“Coronavirus, perché così tanti morti in Lombardia?”, dice così il titolo di un articolo pubblicato stamani su ‘Il Corriere della sera’. Ed effettivamente è una domanda che cominciamo a farci un po’ tutti alla luce dei vari bollettini diffusi in queste settimane dal Capo della Protezione Civile Angelo Borrelli. Dai dati dell’Istat e del ministero della Salute, emerge chiaramente che a Milano stanno morendo ogni giorno 90 residenti contro i 30 dell’anno scorso, a Bergamo 21 contro 4, a Brescia 20 invece di 5. Cifre importanti su cui dovrebbero riflettere il governatore Attilio Fontana e il suo assessore alla Sanità Giulio Gallera. Entrambi dovrebbero chiarire il motivo di tanti decessi rispetto al Veneto e all’Emilia Romagna. È vero il 25 febbraio scorso in Lombardia erano 231 i contagiati, mentre nella regione di Zaia 42 e in casa Bonaccini 26, ma è una roccaforte questa che non giustifica più la crescita esponenziale del numero delle vittime e la diffusione dell’epidemia.
Coronavirus Lombardia, perché così tanti morti qui?
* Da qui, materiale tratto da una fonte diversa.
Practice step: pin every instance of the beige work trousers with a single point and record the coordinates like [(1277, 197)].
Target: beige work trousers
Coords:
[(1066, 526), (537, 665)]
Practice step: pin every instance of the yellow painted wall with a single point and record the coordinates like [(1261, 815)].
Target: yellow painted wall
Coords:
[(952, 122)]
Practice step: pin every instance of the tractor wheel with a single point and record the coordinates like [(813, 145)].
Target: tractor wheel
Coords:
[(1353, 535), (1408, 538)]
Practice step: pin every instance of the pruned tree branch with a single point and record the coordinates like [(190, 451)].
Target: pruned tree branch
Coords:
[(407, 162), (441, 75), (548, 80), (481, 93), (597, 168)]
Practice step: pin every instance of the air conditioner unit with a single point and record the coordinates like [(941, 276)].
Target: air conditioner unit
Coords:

Le giornaliste Milena Gabanelli e Simona Ravizza su ‘Il Corriere della sera’ provano a ragionare sulle concause che hanno portato ad un boom di contagi (come pure di decessi) in Lombardia, che non ha avuto luogo in altre regioni. Sul piatto della bilancia mettono le rianimazioni in crisi, la mancata sorveglianza territoriale, le posizioni poco chiare sui tamponi, l’ansia per la conferenza stampa delle 18, a cui ci sentiamo di aggiungere in tutta tranquillità il caso delle mascherine e la mancanza di polso (o quanto meno la poca convinzione nel prendere decisioni).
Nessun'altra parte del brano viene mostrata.